1. Consolidation- A massive influx of American troops to stabilize the situation combined with a comprehensive civilian and military advisory program to get the Government of Vietnam (GVN) back on its feet. After the GVN military improves, two things occur. First, temporarily occupy the Southern tip of Laos to cut off much of the logistical flow into the lower half of the country. Second, US forces gradually begin to depart.

2. Negotiation- Two main events here. Convince the Cambodians to deny the communists access to port facilities (thus cutting off the remaining source of supply) and negotiate with the Hanoi regime to remove its forces in the south.

3. Follow Through- The author assumed the Hanoi regime would either not negotiate or would default on any agreement. If/when this event happens, the US forces come back in force again. Except this time they go into North Vietnam proper in areas that would not excite the Chinese (just north of the 17th parallel to Vinh and/or the Haiphong area). This would not be a temporary occupation. The land would be turned over to GVN and incorporated into their system. Of course, there would be a huge expose on the abuses and atrocities inflicted on the locals by the communists to gain world support.
 
3. Follow Through- The author assumed the Hanoi regime would either not negotiate or would default on any agreement. If/when this event happens, the US forces come back in force again. Except this time they go into North Vietnam proper in areas that would not excite the Chinese (just north of the 17th parallel to Vinh and/or the Haiphong area). This would not be a temporary occupation. The land would be turned over to GVN and incorporated into their system. Of course, there would be a huge expose on the abuses and atrocities inflicted on the locals by the communists to gain world support.

And when the abuse do not materalize, what then?
 
Peter:

"And when the abuse do not materalize, what then?"

Seeing as it was constant and widespread, that isn't really an issue, is it?

cow defender:

There haven't been any majority-led revolutions in favor of communism since Sparta fell to pieces (and probably not then, either). Proletarian revolutions don't do farmers any good. Farmers constituted majorities just about everywhere communists took power by "revolution" (as opposed to invasion). At least at first. In the long run they tended to be starved and massacred until they were in the minority.
 

jgack

Banned
I agree that a major problem was that both the American people and the Vietnamese people lost faith in their governments. Maybe if we forced the South Vietnamese government to allow free elections or we would not acontinue to support them then the South Vietnamese would have supported a government they elected and the American people would have supported a war to protect democracy as long as it was neccessary (by which I mean that the American people would have supported it at least as long as I figure it would take to clean out the communist forces now that the people of Vietnam no longer would support them.)
 
jgack said:
I agree that a major problem was that both the American people and the Vietnamese people lost faith in their governments.

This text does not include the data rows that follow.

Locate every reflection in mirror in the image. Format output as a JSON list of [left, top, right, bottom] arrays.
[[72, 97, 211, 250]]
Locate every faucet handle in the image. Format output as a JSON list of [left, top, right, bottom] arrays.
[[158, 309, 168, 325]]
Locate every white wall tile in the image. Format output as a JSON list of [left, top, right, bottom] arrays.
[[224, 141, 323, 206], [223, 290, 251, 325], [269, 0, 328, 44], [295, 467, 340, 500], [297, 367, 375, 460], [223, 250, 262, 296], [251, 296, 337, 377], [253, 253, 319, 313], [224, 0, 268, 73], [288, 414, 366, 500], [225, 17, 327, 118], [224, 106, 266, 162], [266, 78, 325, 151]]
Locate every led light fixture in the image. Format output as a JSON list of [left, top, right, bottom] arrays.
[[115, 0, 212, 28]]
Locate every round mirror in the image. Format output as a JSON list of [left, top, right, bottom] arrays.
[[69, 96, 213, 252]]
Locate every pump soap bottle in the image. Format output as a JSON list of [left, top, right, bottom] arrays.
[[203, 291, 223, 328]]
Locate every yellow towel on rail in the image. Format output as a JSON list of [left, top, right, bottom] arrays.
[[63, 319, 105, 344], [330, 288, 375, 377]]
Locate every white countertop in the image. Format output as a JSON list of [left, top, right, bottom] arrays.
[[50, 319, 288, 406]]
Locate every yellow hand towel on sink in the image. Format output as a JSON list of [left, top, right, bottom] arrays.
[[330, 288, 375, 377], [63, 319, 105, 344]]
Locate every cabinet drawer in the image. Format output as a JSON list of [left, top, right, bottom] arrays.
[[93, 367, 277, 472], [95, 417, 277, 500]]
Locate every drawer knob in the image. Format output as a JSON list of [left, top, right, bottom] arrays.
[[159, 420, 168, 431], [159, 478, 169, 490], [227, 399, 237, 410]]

Maybe if we forced the South Vietnamese government to allow free elections or we would not acontinue to support them then the South Vietnamese would have supported a government they elected and the American people would have supported a war to protect democracy as long as it was neccessary (by which I mean that the American people would have supported it at least as long as I figure it would take to clean out the communist forces now that the people of Vietnam no longer would support them.)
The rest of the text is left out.